Preparing Data for Publication in the Datastore

In order to publish your dataset so the public is able to preview and utilize the data in external web applications, your dataset must be uploaded to the portal’s datastore. The datastore bundles a number of modules and configurations with your CSV files, parses them and saves them into the native database as flat tables. Once properly uploaded to the datastore, your dataset will be available to access via public API.

To upload data to the California Open Data Portal all datasets must be in a flat CSV file format.

Dataset Basics – Create a Machine Readable Dataset

Machine readable is information formatted in a standard computer language that can be read automatically by a web application or computer system such as spreadsheets with header columns that can be exported as comma separated values (CSV).

Converting a non-CSV file to CSV:

Mandatory:
* Create headers for each column (first row/column names) (see Example 1 and 3 below)
* Header values (see Example 1 below)
* Values for fields (see Example 1 below)

Not allowed:
* Merged cells (see Example 3 below)
* Multiple tables (see Example 3 below)
* Notes/descriptions (add this information to your metadata) (see Example 3 below)
* Non-data elements (see Example 3 below)
* Blank row or columns within the data (see Example 1 and 3 below)
* Aggregate (sum of values) rows

Formatting best practices:
* Dates (i.e. years, or actual dates) should be stored as rows (see Example 2 below)
* Each type of numeric field (i.e. percentages or totals) value should be its own row in a single column in numerical format (see Example 1 and 3 below)
* Table should be tall and narrow vs short and wide, 30 columns max is suggested (see Example 2 below)
* IDs and abbreviations should be changed to full names or values
* Columns should be data fields, Rows should be where the values for individual entities are stored (see Example 2 below)

Examples

Example 1 demonstrates cleaning up a dataset from improper date format to machine-readable date format by first removing blank cells in columns, then creating a date column, then replacing the old format with the new, single column with a header of 'date' at the top of the column.
data set date conversion sample

Example 2 is comparing a long formatted dataset to a wide formatted dataset. A long formatted dataset is machine-readable, a wide-formatted dataset is not.
data set date long vs wide sample

Example 3 shows a multi-table dataset with metadata being converted to a single, machine-readable table. The data has also been converted from wide to long formatting, a date column is created and headers are added to the top of the table. The long description will be moved to a metadata document.
data set multi table conversion sample

Saving Your Dataset

CSV Basics

Values in flat datasets are separated by delimiters, therefore a “csv” comma separated file is not necessarily separated with commas.

Delimiters

Values in flat datasets are separated by delimiters.

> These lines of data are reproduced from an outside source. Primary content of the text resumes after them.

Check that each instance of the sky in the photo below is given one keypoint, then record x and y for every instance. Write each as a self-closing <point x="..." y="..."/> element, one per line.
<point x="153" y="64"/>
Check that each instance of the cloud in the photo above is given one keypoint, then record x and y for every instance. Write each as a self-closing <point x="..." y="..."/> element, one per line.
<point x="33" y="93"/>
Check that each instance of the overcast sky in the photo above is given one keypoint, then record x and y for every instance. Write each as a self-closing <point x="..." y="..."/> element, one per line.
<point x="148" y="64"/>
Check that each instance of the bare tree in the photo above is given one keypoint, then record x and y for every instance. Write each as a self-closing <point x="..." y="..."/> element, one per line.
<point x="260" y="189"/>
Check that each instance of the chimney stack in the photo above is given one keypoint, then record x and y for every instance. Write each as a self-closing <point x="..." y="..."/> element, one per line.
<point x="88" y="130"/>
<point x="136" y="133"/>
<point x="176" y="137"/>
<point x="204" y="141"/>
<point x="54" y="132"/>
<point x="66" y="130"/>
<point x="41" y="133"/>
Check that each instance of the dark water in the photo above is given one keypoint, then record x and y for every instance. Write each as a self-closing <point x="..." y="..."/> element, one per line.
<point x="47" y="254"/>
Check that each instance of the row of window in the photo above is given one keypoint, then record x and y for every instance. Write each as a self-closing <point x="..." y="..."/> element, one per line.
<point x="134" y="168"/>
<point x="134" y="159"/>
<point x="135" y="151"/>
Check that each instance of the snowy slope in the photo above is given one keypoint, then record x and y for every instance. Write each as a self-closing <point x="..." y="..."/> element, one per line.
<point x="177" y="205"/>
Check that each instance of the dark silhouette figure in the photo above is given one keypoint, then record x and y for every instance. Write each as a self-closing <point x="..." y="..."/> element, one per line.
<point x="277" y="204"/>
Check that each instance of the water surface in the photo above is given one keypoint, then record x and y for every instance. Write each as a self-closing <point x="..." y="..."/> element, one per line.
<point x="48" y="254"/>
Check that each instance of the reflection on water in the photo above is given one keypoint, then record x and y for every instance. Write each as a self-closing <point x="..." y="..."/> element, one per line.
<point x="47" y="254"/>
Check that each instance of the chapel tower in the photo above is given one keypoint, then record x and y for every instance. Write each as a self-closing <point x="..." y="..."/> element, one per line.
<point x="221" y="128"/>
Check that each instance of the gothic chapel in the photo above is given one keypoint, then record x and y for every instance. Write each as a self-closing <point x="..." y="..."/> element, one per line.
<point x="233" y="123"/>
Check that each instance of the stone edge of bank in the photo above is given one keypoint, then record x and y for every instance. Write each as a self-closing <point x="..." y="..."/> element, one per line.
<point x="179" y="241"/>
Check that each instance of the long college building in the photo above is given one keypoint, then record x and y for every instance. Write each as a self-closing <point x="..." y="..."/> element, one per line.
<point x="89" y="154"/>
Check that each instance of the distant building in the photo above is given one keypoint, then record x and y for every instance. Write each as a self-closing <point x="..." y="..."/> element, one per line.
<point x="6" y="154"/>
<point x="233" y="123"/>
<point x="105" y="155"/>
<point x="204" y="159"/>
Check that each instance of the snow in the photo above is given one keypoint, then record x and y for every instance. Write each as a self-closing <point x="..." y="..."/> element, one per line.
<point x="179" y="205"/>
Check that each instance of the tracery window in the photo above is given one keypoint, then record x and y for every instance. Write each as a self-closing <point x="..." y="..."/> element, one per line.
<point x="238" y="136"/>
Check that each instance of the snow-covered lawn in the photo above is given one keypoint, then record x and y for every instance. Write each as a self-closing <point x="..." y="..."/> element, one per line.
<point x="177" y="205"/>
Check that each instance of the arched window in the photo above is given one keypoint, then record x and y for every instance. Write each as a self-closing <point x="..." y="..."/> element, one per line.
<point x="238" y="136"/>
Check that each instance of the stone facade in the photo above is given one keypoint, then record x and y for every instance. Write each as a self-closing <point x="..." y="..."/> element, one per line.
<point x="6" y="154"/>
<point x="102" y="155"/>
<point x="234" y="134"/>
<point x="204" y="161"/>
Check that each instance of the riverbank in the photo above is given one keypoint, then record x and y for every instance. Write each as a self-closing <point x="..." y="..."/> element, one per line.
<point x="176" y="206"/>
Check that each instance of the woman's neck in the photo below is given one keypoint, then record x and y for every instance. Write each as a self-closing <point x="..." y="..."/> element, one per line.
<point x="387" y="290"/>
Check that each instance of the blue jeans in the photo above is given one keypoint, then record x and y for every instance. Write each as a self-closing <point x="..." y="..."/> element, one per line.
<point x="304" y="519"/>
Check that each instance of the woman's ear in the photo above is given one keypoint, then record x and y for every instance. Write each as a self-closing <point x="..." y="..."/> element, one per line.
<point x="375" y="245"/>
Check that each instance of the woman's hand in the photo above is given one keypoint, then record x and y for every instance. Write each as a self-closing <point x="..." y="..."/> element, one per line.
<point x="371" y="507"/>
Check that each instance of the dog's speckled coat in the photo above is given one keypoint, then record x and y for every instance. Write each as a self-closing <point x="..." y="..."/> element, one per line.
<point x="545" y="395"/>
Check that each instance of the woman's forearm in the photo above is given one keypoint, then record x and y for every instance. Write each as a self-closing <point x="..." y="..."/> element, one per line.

There are five delimiters accepted on the California Open Data Portal:
Comma: ,
Semicolon: ;
Pipe: |
Plus: +
Tabs

Encoding

Computers encode characters (i.e. “a”, “A”, “3”, “$”) in different formats. Any particular character can be encoded in many different ways, depending on which encoding is used to read or write them. For a detailed guide on encoding, click here.

To ensure that people who download your dataset can properly understand the characters when they download it, we require that your file be encoded in UTF-8. This is the standard encoding for most systems and if you are unsure about the encoding of your file, check with the California Department of Technology’s Open Data Team.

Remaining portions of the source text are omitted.